Second-Order Switching Time Optimization for Nonlinear Time-Varying Dynamic Systems

This technical note gives a method for calculating the first and second derivatives of a cost function with respect to switching times for systems with piecewise second-differentiable dynamics. Differential equations governing the linear and bilinear operators required for calculating the derivatives are presented. Example optimizations of linear and nonlinear systems are presented as evidence for the value of second-order optimization methods. One example converges in 33 iterations using second-order methods whereas the first-order algorithm requires over 30 000 iterations.

Dynamic Modeling and Motion Planning for Marionettes: Rigid Bodies Articulated by Massless Strings

We consider the problem of modeling a robotic marionette. Marionettes are highly under-actuated systems that can only be controlled remotely by moving strings. We present a mixed dynamic-kinematic modeling technique that removes the controller dynamics from the marionette, resulting in a clean abstraction that represents the dynamics of the marionette in a natural way. As an example, a model is derived for a single arm moving in a plane. A model for a three-dimensional marionettes is also shown. Finally, an expansive-space tree (EST) motion planner is used to find a path from an input configuration to a goal for a puppet arm with seven degrees of freedom

Structured Linearization of Discrete Mechanical Systems for Analysis and Optimal Control

Variational integrators are well-suited for simulation of mechanical systems because they preserve mechanical quantities about a system such as momentum, or its change if external forcing is involved, and holonomic constraints. While they are not energy-preserving they do exhibit long-time stable energy behavior. However, variational integrators often simulate mechanical system dynamics by solving an implicit difference equation at each time step, one that is moreover expressed purely in terms of configurations at different time steps. This paper formulates the first- and second-order linearizations of a variational integrator in a manner that is amenable to control analysis and synthesis, creating a bridge between existing analysis and optimal control tools for discrete dynamic systems and variational integrators for mechanical systems in generalized coordinates with forcing and holonomic constraints. The forced pendulum is used to illustrate the technique. A second example solves the discrete Linear Quadratic Regulator (LQR) problem to find a locally stabilizing controller for a 40 DOF system with six constraints.

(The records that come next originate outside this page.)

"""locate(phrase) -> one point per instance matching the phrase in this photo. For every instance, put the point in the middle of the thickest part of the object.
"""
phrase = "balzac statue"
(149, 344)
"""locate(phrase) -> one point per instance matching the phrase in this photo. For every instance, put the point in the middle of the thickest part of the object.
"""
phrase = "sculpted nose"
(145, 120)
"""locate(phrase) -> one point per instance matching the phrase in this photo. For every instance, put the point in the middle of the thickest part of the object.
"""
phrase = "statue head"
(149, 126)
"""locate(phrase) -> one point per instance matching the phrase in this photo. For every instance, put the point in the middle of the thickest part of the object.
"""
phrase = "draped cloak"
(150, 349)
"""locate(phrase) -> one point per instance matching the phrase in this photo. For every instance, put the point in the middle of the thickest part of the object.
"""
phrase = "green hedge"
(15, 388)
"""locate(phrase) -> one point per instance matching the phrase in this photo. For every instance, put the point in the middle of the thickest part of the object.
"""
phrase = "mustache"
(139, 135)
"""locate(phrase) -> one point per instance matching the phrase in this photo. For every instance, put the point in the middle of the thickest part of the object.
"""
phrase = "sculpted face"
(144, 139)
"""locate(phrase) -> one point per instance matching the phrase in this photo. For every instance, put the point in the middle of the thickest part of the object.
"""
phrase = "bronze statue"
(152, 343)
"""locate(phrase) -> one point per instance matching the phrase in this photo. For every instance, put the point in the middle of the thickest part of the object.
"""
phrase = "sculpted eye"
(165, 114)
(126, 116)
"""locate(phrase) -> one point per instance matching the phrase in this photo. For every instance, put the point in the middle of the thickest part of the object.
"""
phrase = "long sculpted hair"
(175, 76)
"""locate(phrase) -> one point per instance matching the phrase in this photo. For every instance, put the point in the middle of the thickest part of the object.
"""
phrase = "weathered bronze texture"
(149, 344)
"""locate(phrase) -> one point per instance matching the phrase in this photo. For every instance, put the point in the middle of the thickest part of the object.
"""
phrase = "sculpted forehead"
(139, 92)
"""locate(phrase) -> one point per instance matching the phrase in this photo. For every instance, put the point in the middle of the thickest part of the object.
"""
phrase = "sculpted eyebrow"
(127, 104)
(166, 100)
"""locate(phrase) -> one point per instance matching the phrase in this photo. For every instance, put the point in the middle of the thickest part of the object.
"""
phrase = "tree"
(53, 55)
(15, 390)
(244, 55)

Discrete and continuous mechanics for tree representations of mechanical systems

We use a tree-based structure to represent mechanical systems comprising interconnected rigid bodies. Using this representation, we derive a simple algorithm to numerically calculate forward kinematic maps, body velocities, and their derivatives. The algorithm is computationally efficient and scales to large systems very well by using recursion to take advantage of the tree structure. Moreover, this method is less prone to modeling errors because each element of the graph is simple. The tree representation provides a natural framework to simulate mechanical dynamics with numeric computations rather than large symbolically-derived equations. In particular, the representation allows one to simulate systems in generalized coordinates using Lagrangian dynamics without symbolically finding the equations of motion. This method also applies to the relatively new variational integrators which numerically integrate dynamics in a way that preserve momentum and other symmetries. We show how to implement both integration schemes for an arbitrary system of interconnected rigid bodies in a computationally efficient way while avoiding symbolic equations of motion. We end with an example simulating a marionette; a mechanically complex, high degree-of-freedom system.

Constructing and Implementing Motion Programs for Robotic Marionettes

This technical note investigates how to produce control programs for complex systems in a systematic manner. In particular, we present an abstraction-based approach to the specification and optimization of motion programs for controlling robot marionettes. The resulting programs are based on the concatenation of motion primitives and are further improved upon using recent results in optimal switch-time control. Simulations as well as experimental results illustrate the operation of the proposed method.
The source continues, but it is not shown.